Which included College Roomies from Hell. CRfH's change actually was gradual, just as the art changed over time (go ahead and compare an early strip with a current one, and then tell me they're from the same comic), but in the end, it just didn't change in a way that kept me interested. Like GPF it got darker, but unlike GPF, it didn't do it radically, but it still didn't fit what I wanted to see in the comic. It wasn't like GPF where I went away disappointed in the comic, and a bit angry, but it wasn't something I really wanted to continue reading either. Still, it took 3 years after I realized it wasn't going where I wanted it to go to finally stop reading it, a sign that I was still hoping for a turn around.
Sluggy Freelance, incidentally, has changed just as much as CRfH, and I even compared the two in the original review. The changes in both, though, seemed very different, where CRfH drove me away, Sluggy drew me deeper in. That's not to say there hasn't been a few times when I've wondered why I was reading Sluggy (Oceans Unmoving, anyone?), but it seems Abrams (the artist) got the same vibe and scaled it back. CRfH, I suspect, may have done the same thing (I don't read the comic, but I do read other review sites), but I haven't felt the need to go back in quite a while.
Now these are just the earliest comics to push me away, there have been others, but I do understand how hard it is to finally drop the link from the bookmarks and move on (you should SEE my bookmark file). So here's what you should ask yourself when you think you might want to give up on a comic:
1) What caused you to start reading the comic in the first place? Did the art catch your eye, or perhaps the characters? Think hard about what force started you reading.
2) What kept you reading all this time? The story grab you? Maybe you just had to see what happened next, or the sense of humor or general tone of the comic just felt right.
3) Did either or both change for the better, or the worse?

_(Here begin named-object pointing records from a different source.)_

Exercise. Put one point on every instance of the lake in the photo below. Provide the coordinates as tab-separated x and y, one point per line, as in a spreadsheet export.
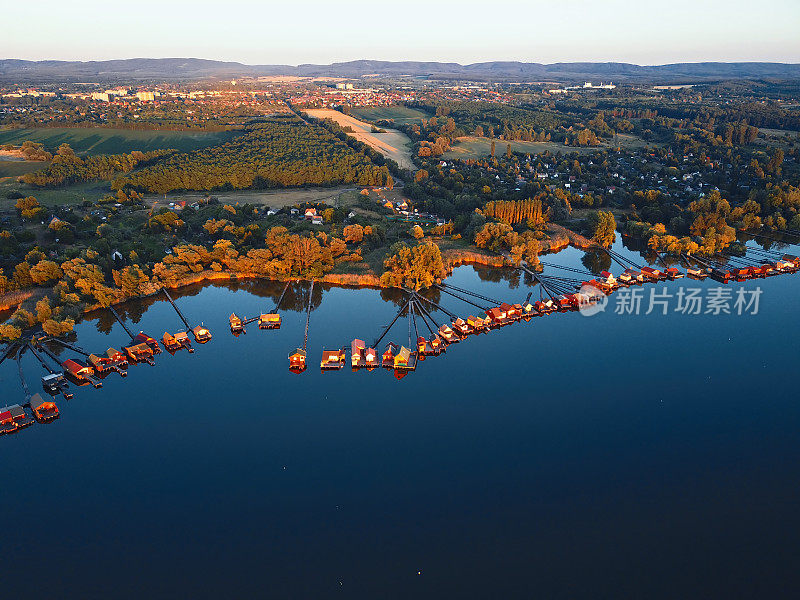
618	455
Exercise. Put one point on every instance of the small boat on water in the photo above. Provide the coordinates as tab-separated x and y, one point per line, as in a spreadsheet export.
117	357
201	334
143	338
13	418
387	359
269	321
297	360
237	325
333	359
43	410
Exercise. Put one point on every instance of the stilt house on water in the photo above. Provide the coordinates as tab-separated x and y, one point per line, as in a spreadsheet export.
140	353
201	334
447	334
117	357
461	327
387	359
101	364
333	359
371	358
44	411
183	339
7	424
170	343
269	321
236	323
78	369
405	359
297	359
357	350
143	338
13	418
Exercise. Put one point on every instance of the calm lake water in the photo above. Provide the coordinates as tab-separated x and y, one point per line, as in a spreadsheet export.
609	456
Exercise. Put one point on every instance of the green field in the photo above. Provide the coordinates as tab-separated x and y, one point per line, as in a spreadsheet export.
74	194
14	168
401	114
471	147
99	140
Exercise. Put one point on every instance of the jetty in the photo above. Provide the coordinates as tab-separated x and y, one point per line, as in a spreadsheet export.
54	382
297	359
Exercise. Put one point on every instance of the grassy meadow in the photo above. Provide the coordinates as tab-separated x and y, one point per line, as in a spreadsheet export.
400	114
100	140
15	168
472	147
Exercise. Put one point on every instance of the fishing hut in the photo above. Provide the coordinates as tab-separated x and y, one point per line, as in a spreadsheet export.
54	382
333	359
117	357
269	321
237	324
461	328
14	418
43	410
405	359
357	354
150	342
200	332
81	372
371	358
387	358
297	359
140	353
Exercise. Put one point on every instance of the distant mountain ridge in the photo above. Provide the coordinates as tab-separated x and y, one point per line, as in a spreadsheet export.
184	69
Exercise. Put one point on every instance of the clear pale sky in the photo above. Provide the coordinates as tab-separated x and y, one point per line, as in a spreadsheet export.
315	31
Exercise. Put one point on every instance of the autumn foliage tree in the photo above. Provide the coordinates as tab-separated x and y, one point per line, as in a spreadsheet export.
413	267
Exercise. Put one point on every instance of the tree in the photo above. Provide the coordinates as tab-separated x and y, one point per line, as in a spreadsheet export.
415	268
45	271
29	208
43	310
353	233
603	227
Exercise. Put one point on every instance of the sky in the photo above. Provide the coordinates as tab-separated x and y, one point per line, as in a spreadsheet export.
314	31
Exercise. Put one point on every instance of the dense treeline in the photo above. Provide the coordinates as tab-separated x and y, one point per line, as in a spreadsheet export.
517	211
277	152
68	168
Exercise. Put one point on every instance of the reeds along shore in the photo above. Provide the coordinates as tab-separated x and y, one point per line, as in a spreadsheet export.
561	237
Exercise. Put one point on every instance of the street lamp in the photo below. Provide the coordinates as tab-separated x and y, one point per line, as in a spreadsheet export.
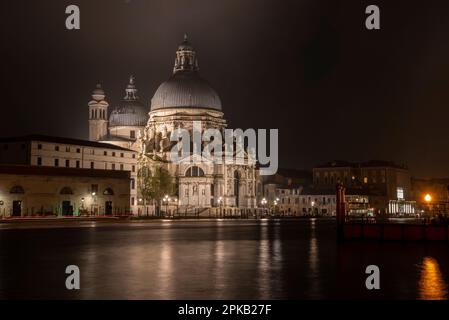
166	200
220	202
428	200
263	202
313	205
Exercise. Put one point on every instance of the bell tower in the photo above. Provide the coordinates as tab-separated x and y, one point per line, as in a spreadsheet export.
185	57
98	115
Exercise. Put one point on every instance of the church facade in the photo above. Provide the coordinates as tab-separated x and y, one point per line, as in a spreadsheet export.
184	99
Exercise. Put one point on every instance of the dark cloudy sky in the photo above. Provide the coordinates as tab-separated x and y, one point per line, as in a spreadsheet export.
308	67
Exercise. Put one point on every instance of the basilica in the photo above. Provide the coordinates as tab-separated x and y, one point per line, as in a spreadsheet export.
184	99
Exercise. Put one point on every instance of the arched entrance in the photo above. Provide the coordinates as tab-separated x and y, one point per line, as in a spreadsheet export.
237	188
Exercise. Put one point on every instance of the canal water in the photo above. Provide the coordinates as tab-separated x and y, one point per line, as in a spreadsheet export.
244	259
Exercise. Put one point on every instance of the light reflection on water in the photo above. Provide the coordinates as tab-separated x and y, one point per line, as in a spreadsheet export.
215	260
432	285
314	261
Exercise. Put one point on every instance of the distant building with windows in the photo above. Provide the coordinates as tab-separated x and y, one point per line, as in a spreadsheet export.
27	191
387	184
320	202
57	152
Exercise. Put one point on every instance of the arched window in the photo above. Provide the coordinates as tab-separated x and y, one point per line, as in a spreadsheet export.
194	172
108	192
66	190
17	189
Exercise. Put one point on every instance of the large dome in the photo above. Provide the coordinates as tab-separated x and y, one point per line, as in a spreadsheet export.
131	111
185	89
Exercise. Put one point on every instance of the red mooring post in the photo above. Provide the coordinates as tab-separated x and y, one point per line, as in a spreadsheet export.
341	211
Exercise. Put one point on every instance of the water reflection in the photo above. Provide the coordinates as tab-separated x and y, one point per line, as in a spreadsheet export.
314	261
431	284
264	264
165	271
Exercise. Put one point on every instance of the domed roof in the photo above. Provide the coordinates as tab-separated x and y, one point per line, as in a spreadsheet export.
131	111
98	90
185	88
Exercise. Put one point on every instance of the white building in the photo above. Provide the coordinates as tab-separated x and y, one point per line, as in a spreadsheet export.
184	98
131	135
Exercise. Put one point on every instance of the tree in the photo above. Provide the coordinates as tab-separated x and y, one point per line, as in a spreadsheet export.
154	183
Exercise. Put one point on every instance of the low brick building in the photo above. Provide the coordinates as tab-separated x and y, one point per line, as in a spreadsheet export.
32	190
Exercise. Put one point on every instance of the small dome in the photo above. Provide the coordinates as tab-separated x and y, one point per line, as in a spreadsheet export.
98	90
98	93
185	45
130	113
185	89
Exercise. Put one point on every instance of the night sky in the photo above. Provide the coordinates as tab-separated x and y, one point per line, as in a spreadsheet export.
308	67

4) Do you think either will change back?
The last two questions should answer your question if you should give up. Yeah, the last one is kind of loaded because some comics do come back from the brink, but you have to be honest with yourself and what you know about the artist simply through the comic itself. You'll find the answer there, I assure you.
It's hard to give up on a comic, but sometimes you have to. I know, I learned the hard way.